そう考えると、次の曲『Adoration of the Magi』も自分を育ててくれた母親の話に変換できますし、『Madonna (And Other Mothers In the Hood)』も、そんな母親の苦労についての曲であることも想像できます。

その後の『Deliver』『Chopper』は、ゲットーで生きる子供たちが直面する危険についての曲です。したがって、冬を迎えると、外で遊ぶには危険すぎて家の中に留まることしかできないのです。なので『Winter』では、春夏秋に聴こえるような子供たちの遊ぶ声は聴き取ることができません。ルーペの成長の過程で、治安の悪い地域で育ったルーペの子供時代を表現しています。そして、家で遊ぶとしたらやれることはゲームくらいしかないですから、ここでもゲームとの繋がりが出てきますね。

ここからはルーペの人生においての次のステージに関しての話になります。『No Scratches』はルーペの恋愛の話にも聴こえますし、『Little Death』はルーペの友人がギャングの抗争等に巻き込まれ死んでしまう様子を描いています。『Prisoner 1&2』は、彼の友人が捕まる話として聴くことができます。『Fall』では、子供たちの声も少しですが聴くことができ、床を掃く音も聞こえますね。

そして、ここからはアーティストとしてのルーペが描かれていきます。『Dots & Lines』がファンやレコードレーベルとの関係性の話で、『Blur My Hands』は、そのような苦境にあっても自分自身を貫くことの重要性を歌った歌です。そして最後に、『Mural』で今のルーペが持つラップスキルを遺憾なく発揮し、自分がどんな存在であるのか、また、一つの大きな作品を完成させるという意味で、「壁画」を意味する「Mural」がタイトルになっています。

『Spring』が彼の誕生の瞬間なら、『Summer』は「死」でしょうか?実は、死ではなく、これからのルーペや、ヒップホップ業界が進む方向(=明るく平和で自由な世界)を意味しています。そういう点では『Mural』が「死」とも言えます(Atlanticとの契約が切れる=死ぬので)。契約が切れて自由になったルーペが、希望を持っているのです。

ここで、『T.R.O.N.』のサビ
Proceed to the next level.
の持つ意味がはっきりとわかります。困難を乗り越え確実に次のレベルに進んできたルーペは、まさに冬のような冷たい残酷なゲットーで生きるしかなかった子供から、自由でリスペクトされる1人の大人へと確実にレベルアップしてきたのです。

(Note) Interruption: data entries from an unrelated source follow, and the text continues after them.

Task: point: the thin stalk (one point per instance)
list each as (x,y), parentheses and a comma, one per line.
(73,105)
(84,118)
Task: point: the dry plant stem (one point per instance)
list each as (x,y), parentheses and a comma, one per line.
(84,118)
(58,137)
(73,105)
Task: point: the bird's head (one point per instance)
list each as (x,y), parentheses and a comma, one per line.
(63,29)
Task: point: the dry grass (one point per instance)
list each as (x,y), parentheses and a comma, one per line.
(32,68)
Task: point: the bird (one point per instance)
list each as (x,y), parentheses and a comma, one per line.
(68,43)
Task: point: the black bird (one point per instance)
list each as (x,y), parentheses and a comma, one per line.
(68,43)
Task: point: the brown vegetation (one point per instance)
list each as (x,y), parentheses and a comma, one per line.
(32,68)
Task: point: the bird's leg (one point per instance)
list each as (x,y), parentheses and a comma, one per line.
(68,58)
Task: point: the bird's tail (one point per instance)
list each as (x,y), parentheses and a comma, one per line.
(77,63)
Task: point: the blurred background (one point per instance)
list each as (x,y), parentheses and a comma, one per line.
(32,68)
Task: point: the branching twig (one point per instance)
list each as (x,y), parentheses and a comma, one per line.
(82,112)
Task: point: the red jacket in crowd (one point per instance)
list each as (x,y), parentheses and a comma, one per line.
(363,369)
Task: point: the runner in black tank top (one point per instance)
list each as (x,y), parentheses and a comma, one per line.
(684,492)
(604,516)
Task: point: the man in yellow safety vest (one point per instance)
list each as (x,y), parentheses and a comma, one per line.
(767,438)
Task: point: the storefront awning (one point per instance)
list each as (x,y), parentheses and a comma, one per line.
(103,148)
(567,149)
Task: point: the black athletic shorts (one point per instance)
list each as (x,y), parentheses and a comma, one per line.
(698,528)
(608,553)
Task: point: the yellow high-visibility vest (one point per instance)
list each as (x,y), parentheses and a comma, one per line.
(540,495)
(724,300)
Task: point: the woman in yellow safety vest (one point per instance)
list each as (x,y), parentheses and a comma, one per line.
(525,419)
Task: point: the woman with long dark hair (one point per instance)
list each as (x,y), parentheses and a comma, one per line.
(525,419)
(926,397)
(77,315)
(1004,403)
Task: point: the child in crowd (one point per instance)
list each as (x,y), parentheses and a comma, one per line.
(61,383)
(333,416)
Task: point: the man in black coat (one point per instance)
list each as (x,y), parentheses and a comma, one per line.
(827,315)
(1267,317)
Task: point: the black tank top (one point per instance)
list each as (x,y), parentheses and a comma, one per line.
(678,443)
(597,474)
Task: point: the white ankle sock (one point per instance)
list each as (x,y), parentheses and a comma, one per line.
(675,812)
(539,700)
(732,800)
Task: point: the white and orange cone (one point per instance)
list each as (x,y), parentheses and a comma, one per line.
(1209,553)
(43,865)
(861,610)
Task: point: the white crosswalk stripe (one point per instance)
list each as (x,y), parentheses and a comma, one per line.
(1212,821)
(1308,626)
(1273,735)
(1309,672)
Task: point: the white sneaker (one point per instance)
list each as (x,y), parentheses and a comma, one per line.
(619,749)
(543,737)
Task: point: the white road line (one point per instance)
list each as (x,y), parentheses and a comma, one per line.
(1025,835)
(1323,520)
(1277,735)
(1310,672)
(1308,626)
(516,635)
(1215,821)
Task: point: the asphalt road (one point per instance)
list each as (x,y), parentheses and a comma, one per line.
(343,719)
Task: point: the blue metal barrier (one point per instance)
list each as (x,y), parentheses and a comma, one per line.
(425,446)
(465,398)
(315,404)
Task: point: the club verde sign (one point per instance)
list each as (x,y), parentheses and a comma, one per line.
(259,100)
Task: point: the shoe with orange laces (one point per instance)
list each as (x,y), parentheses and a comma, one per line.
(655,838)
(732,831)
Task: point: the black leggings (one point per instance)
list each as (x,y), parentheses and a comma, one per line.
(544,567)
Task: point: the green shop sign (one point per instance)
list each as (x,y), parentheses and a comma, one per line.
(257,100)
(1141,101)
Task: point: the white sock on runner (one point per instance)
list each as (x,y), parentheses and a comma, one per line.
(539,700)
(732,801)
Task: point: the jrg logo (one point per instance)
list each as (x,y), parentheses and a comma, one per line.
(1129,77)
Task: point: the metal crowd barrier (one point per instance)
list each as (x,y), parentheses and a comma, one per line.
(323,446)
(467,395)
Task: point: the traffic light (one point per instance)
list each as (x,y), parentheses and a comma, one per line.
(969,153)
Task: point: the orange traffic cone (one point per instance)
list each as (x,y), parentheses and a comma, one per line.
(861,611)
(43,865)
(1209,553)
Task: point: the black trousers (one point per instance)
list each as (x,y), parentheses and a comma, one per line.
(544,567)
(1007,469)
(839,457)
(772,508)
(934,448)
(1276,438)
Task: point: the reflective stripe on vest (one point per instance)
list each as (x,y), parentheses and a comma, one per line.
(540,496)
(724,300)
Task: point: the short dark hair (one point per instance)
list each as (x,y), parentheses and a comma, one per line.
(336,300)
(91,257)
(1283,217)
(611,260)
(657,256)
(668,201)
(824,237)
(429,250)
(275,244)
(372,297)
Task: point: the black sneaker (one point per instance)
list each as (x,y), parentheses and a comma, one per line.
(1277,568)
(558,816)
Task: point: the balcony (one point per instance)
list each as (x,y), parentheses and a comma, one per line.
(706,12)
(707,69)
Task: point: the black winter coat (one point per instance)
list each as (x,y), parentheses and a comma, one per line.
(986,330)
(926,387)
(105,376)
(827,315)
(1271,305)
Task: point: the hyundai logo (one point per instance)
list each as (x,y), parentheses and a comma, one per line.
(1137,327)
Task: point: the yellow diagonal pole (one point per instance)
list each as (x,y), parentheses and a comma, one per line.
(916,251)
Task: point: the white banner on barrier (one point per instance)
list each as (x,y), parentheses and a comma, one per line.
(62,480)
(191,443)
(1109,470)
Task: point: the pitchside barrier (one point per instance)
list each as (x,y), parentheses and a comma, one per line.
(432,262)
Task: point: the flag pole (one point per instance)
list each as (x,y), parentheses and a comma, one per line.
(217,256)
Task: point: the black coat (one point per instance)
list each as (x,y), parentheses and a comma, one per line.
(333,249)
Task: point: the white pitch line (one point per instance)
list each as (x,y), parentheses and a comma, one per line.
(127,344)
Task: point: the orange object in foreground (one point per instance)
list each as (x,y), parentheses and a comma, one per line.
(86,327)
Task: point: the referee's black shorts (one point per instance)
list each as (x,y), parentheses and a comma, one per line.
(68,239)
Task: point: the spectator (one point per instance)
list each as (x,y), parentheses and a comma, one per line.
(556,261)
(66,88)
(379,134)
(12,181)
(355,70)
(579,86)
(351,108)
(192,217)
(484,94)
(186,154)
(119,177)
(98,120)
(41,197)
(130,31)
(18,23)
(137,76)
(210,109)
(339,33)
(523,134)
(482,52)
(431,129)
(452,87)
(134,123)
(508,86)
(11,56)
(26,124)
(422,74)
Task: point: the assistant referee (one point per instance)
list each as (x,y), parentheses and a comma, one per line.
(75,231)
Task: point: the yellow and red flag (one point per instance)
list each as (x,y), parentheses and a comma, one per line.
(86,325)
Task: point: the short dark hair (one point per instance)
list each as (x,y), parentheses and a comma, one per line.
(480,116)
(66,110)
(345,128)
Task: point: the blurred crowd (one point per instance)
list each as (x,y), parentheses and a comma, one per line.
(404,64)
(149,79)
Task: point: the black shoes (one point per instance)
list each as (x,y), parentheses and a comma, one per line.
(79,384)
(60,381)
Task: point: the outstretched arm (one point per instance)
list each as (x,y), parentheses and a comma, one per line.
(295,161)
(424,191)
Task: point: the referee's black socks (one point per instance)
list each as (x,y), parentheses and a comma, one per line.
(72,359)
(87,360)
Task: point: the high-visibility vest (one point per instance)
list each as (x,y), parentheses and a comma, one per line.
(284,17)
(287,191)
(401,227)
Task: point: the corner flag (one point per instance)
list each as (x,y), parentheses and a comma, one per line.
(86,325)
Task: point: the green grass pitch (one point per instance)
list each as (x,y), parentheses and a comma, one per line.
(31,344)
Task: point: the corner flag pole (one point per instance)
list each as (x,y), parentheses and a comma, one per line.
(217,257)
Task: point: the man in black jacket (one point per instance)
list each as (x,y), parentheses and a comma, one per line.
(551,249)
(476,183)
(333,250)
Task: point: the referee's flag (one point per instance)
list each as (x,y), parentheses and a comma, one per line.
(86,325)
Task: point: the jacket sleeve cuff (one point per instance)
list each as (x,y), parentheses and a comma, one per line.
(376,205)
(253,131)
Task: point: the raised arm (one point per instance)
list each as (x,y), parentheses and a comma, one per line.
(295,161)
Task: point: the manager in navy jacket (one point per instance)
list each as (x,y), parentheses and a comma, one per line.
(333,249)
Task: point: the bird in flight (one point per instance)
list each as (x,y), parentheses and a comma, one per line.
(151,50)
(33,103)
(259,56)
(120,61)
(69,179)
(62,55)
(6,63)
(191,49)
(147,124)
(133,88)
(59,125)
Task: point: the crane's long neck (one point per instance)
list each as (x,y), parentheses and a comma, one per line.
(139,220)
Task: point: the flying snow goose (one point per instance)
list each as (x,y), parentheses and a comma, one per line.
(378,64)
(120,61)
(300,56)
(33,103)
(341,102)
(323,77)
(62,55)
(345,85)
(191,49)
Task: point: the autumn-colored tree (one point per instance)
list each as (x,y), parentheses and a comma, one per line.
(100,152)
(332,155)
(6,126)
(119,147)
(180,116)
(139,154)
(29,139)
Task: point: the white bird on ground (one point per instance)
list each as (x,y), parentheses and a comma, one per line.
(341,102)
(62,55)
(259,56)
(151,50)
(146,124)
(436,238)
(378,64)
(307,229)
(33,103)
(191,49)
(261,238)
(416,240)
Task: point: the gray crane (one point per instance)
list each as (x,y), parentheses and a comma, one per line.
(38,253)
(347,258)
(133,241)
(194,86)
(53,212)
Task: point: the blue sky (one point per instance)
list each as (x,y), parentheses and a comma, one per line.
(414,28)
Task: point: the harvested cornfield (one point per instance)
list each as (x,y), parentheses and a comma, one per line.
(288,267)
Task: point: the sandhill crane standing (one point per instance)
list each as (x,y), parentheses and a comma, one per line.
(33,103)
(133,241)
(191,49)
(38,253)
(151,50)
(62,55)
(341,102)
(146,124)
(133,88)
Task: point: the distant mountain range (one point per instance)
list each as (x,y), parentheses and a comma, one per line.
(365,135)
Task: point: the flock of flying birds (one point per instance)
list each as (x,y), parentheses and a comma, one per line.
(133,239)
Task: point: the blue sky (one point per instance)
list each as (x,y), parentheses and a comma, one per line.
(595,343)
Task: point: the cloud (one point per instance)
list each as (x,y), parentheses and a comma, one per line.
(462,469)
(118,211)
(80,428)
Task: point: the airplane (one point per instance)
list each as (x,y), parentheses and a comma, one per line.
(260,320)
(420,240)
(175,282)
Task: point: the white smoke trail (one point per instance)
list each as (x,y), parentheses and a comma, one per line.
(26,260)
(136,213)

と、これがこのアルバム『Tetsuo & Youth』に込められた別の意味になります。全体を通してルーペ・フィアスコの半生を描いているのがこのアルバムになっています。何が言いたいかというと、ルーペ・フィアスコは天才だということです。

こういう深い意味やメッセージを持っているヒップホップのアルバムは数多く存在します。是非みなさんも見つけてみてください!